The speaker is a young Vermonter who tells his story from a jail cell. The source of his "moral dissipation" is opiate addiction, which began in his teens and lured him into a life of dealing and violent crime. While the book is fiction, author S.M. Jarvis presents it as a cautionary tale of Vermont's very real opiate epidemic; an author's note says she'll donate 10 percent of the book's profits to "organizations focused on preventing drug abuse and helping recovering addicts." Gritty details give the narrative a ring of authenticity.

Missing History: The Covert Education of a Child of the Great Books

Kathryn Kramer, Threshold Way Publishing, 214 pages. $15.

"The houses all seemed to stand in ghostly streets of invisible houses level with theirs, they themselves mere vestiges of an absent town, cenotaphs to a richer, more populous place."

Is it possible to know the Truth? Such is an "axiom of faith" at St. John's College in Annapolis, Md., famous for its Great Books Program. Kathryn Kramer's father taught at St. John's in the 1950s, and her own worldview was shaped in ways good and bad by that idealistic institution. Now a Middlebury College professor and author of several novels, Kramer ventures into self-publishing with this lucid, piercing memoir that broaches big questions about education itself. Of St. John's, she writes evocatively, "To live in such an atmosphere, to grow up in it, means that life is never quite itself; life is the unformed matter out of which meaning is made."

Marked

Laura Williams McCaffrey, Clarion Books, 368 pages. $17.99.

"He'd almost spent his whole life inventing clean, glowing, sleek Protean-powered machines, and now he was generally too tired to even build grimy steamers from old bent scraps."

The young adult dystopian trend didn't end with blockbuster series like Divergent and The Hunger Games. Laura Williams McCaffrey offers a quieter, inventive twist on the model with this steampunkish novel about a rigidly meritocratic society where education determines destiny. When heroine Lyla is caught buying contraband and thrown off her advanced academic track, her future looks bleak — unless she accepts a risky assignment. There's a dollop of Dickens grit in McCaffrey's third novel, supplemented with engaging, cartoon-style illustrations.
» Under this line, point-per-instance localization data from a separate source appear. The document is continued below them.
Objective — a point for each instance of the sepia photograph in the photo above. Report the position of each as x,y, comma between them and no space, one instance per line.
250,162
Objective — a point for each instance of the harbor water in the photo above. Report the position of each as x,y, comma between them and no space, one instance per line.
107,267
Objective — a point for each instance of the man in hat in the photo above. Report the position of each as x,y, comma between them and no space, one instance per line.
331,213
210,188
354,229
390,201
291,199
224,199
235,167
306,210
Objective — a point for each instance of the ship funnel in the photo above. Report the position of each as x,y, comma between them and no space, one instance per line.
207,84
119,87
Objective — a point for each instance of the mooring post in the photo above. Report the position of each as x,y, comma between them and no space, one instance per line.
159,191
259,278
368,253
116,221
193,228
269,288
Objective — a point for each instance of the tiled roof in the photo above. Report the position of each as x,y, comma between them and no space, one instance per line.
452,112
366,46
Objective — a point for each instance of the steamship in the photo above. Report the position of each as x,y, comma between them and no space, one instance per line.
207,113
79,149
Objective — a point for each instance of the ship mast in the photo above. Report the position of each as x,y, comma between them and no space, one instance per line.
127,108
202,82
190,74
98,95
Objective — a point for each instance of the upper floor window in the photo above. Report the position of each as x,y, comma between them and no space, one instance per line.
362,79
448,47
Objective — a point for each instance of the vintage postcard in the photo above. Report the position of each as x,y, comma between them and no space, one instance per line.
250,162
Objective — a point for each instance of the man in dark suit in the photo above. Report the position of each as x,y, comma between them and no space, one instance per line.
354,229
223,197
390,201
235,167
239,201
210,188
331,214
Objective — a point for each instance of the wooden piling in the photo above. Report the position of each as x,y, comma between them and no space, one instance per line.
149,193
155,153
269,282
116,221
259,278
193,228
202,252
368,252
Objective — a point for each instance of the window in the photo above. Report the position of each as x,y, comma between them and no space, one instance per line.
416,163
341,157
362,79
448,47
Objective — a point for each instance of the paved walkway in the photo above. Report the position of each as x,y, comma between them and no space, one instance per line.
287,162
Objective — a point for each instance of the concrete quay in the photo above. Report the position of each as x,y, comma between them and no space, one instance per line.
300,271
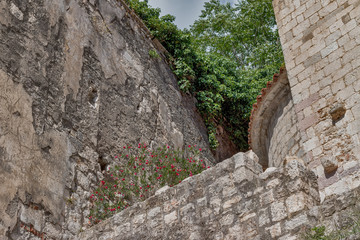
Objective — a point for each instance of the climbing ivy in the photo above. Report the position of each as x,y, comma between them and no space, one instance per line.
224,60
Earth Acupuncture: Healing the Living Landscape

Gail Reichstein Rex, LAc, Bear & Company, 208 pages. $16.

"I began to think that I needed a yang person to help me discover the yang of the landscape."

Most people know how acupuncturists work on a human body, but how exactly does one treat a place with this traditional healing method? Gail Reichstein Rex, cofounder of Lightwave Healing Arts, explains that it all started in 2002, when she had a vision of destructive energy leaking from New York's Indian Point nuclear power plant into the Hudson Valley. "Work with the hills," she was told — and set out to learn how to administer acupuncture to the "body" of the land. Her book offers a step-by-step account, along with exercises for the reader such as "Creating a Relationship With a Tree."
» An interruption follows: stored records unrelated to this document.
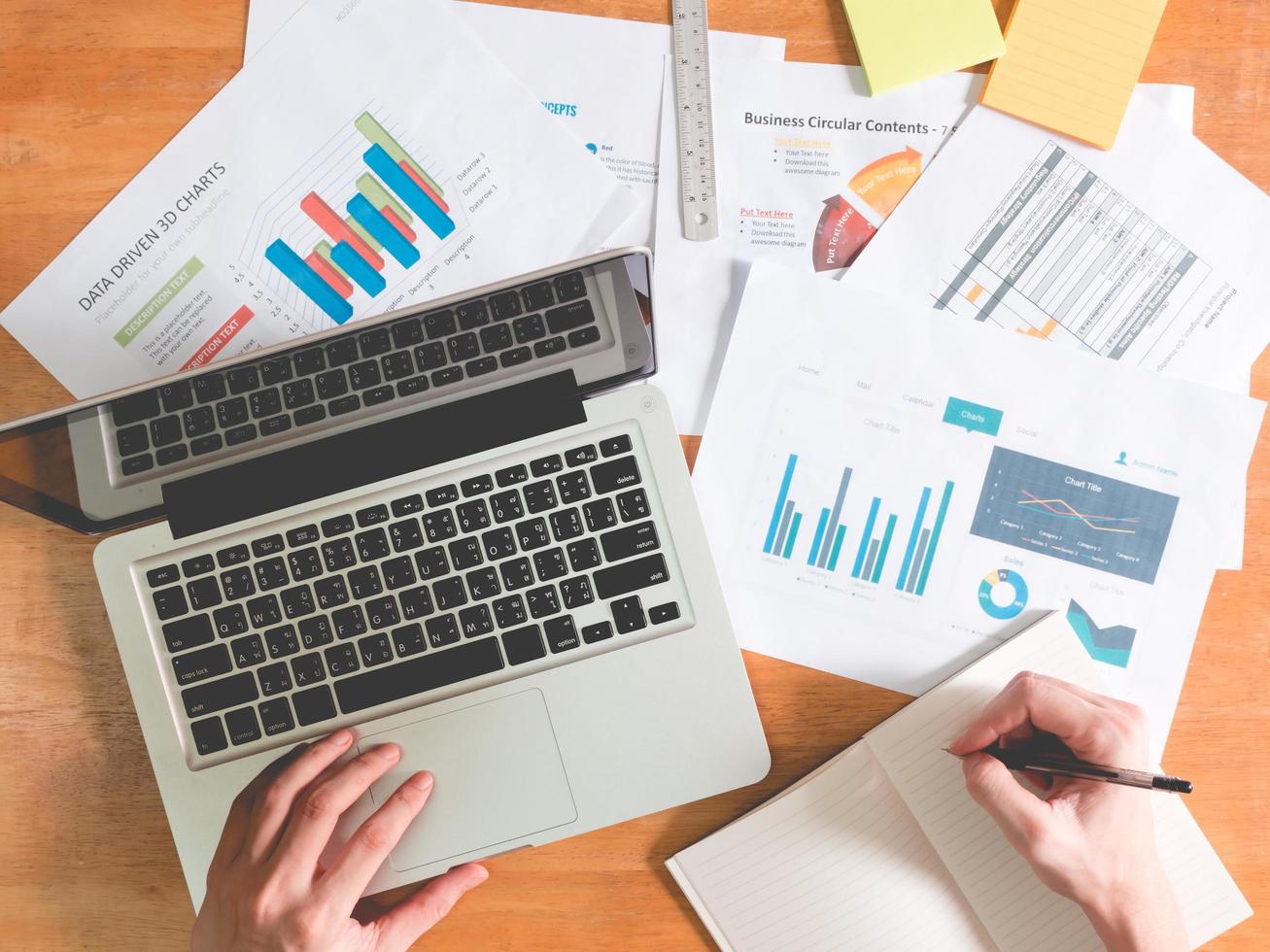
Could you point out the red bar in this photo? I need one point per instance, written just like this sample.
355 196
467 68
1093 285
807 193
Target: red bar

Murder Ink: Thirteen Tales of New England Newsroom Crime

Edited by Dan Szczesny, Plaidswede Publishing, 189 pages. $19.95.

"She stared at him, and he said, as plain and as clear as he could, 'This time I'll make the front page, don't you think?'"
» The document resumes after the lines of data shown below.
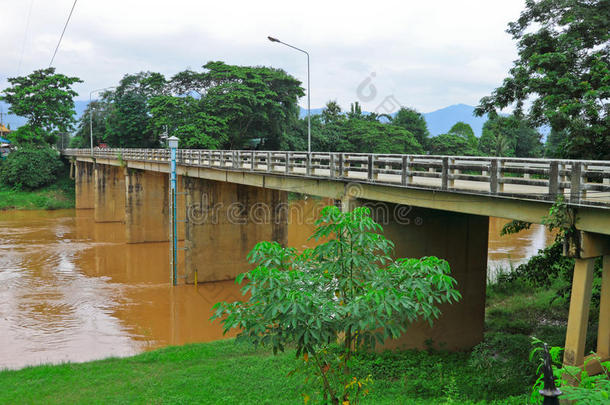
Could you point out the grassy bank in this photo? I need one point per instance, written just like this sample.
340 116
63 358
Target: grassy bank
59 195
495 372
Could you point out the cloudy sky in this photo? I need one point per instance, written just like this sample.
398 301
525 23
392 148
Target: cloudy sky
427 54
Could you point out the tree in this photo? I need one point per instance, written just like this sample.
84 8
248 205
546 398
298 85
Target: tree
465 131
128 120
451 144
331 112
564 70
510 136
183 117
254 102
371 136
414 122
98 112
348 286
45 99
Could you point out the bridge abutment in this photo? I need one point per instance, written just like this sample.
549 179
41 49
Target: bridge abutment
84 184
109 193
462 240
224 222
592 246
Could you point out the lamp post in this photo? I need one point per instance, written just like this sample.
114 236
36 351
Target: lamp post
173 145
91 114
308 91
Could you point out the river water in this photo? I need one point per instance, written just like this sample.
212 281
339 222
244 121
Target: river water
74 290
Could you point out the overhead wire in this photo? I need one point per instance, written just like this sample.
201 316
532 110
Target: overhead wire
63 32
25 36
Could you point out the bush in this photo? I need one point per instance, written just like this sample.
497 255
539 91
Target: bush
30 167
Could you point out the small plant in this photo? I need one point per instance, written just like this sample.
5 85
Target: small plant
575 383
347 290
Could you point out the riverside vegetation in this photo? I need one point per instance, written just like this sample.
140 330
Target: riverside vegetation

Edited by veteran New Hampshire journalist Dan Szczesny, this anthology of newspaper-themed crime fiction made our cut by virtue of containing a story by Northeast Kingdom author S.J. Cahill. Besides, we couldn't resist a collection of pulpy tales in which an alarming number of intrepid reporters not only report on crimes but commit them — and a still more alarming number murder their editors!